そのことを踏まえた上で、信仰を理由に迫害されることはあってはならないこと、そのような悲劇が今後繰り返されないためにはどうしたら良いのか、私たちは祈り求めてゆくべきこともご一緒に確認しました。
私たちが生きる現代は、信教の自由が憲法に明記されています。《信教の自由は、何人に対してもこれを保障する。いかなる宗教団体も、国から特権を受け、又は政治上の権力を行使してはならない》(日本国憲法第20条第1項)。この信教の自由には、信じる自由だけではなくて、信じない自由も含まれます。ある特定の宗教を「信じる/信じない」の判断は、個々人の主体性に基づいてなされるべきことです。私たち一人ひとりには信じる自由もあるし、信じない自由もあります。信教の自由は、思想・良心の自由(憲法第19条)と共に、私たちが人間らしく生きてゆくために欠くことの出来ない、大切な権利の一つです。しかしこの権利が侵害される事態はいまも、私たちの近くに遠くに、起こり続けています。
神に栄光を、人間に尊厳を
私たちはこれから、神に栄光を帰する在り方を大切にし続けると共に、人間に尊厳を確保する在り方を大切にしてゆくことが求められています。神に栄光を帰する視点も、私たち人間に尊厳を確保する視点も、どちらも等しく、大切なものです。

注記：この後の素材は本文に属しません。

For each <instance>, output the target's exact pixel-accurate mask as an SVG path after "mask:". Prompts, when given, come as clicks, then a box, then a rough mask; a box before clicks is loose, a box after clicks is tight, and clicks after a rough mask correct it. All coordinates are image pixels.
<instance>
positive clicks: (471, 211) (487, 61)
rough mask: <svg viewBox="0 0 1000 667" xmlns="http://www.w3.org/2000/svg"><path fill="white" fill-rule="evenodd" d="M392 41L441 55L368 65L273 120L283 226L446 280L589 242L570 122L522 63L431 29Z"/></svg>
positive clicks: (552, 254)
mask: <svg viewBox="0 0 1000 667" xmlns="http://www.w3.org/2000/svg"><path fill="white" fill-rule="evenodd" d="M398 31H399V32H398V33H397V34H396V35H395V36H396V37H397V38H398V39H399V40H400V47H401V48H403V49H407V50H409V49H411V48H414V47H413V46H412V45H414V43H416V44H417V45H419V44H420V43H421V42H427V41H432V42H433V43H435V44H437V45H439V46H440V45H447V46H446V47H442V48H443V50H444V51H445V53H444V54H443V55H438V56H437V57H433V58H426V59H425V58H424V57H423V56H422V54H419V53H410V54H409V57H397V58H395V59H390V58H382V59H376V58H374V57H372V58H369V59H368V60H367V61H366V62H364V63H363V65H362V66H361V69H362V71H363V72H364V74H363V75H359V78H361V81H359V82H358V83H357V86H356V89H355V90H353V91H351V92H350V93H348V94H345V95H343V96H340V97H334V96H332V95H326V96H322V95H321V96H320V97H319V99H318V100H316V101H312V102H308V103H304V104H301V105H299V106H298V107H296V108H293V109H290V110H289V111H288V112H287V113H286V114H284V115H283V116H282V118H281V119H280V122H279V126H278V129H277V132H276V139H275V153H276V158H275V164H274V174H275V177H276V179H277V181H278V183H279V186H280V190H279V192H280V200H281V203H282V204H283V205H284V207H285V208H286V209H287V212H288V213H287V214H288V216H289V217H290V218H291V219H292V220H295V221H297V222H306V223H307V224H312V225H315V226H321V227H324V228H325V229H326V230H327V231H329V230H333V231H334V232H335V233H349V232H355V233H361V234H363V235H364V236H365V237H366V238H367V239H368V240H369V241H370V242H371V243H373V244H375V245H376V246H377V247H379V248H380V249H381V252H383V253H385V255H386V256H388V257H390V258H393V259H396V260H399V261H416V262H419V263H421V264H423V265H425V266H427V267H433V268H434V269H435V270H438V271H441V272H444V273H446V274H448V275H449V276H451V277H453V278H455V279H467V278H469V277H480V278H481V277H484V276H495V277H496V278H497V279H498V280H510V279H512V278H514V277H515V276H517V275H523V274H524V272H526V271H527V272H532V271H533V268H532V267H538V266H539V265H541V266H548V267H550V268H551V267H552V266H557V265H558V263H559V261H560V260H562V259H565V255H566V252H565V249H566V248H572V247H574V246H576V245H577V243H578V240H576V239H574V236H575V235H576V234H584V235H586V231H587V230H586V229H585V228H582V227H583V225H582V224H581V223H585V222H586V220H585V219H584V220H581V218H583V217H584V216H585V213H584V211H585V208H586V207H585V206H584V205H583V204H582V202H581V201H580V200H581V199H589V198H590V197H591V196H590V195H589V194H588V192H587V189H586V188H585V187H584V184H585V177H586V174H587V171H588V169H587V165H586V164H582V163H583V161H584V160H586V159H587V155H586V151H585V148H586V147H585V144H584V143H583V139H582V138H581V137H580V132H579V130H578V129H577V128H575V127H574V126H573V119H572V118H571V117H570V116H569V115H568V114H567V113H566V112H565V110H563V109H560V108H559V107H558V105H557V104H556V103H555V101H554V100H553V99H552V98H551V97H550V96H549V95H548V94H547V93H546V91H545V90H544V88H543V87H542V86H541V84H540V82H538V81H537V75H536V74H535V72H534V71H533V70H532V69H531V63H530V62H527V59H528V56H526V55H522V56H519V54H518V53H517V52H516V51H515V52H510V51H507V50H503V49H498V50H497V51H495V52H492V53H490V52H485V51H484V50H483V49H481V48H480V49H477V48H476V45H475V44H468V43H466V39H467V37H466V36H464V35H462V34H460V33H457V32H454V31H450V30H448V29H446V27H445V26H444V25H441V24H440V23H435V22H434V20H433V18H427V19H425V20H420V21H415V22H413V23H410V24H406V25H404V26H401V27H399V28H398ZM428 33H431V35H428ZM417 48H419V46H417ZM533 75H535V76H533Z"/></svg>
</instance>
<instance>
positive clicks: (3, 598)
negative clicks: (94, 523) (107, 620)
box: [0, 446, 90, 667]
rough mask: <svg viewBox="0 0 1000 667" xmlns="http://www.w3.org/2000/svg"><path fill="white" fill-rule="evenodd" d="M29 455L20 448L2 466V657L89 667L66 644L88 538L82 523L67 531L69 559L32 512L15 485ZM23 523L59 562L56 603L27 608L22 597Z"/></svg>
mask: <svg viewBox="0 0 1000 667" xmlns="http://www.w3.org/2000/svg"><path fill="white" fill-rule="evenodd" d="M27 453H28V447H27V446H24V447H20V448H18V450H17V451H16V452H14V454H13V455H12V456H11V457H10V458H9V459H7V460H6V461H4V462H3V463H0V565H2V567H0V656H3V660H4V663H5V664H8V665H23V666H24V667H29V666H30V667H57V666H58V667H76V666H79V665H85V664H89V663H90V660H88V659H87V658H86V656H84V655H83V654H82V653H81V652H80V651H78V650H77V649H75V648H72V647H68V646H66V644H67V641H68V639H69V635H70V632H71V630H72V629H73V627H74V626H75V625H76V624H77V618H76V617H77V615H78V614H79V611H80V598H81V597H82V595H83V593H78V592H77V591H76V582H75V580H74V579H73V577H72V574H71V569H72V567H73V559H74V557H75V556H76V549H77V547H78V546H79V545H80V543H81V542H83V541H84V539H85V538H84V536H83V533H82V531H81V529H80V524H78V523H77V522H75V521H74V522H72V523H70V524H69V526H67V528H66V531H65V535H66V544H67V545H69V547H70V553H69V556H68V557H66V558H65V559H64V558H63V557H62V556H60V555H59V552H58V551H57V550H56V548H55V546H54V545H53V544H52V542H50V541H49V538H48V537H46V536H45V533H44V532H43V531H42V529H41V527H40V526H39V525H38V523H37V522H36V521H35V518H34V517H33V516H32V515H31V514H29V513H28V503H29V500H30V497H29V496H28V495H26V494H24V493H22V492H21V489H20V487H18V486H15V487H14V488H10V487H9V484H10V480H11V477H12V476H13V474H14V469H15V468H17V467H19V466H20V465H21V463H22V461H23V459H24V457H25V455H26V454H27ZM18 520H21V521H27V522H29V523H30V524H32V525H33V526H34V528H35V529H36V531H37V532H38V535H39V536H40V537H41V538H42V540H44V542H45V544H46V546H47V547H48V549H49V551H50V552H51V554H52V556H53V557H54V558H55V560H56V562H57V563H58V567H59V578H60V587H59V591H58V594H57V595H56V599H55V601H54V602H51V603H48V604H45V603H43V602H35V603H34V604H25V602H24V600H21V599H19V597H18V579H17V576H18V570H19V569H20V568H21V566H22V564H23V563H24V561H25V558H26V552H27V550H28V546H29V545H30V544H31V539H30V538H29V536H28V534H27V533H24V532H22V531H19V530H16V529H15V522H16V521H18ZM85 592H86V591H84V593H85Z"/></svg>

神さまの目から見て、私たち一人ひとりが、かけがえのない、尊厳ある存在です。神さまの目から見て、失われてよい人は存在しません。一人ひとりがまことに大切にされ、その命と尊厳が尊重される社会を祈り求めてゆくことが、神さまに栄光を帰することにもつながってゆくのだと信じています。
神に栄光を、人間に尊厳を――。神の目に価高く貴い一人ひとりが大切にされる社会を求めて、それぞれが自分に出来ることを行ってゆきたいと願います。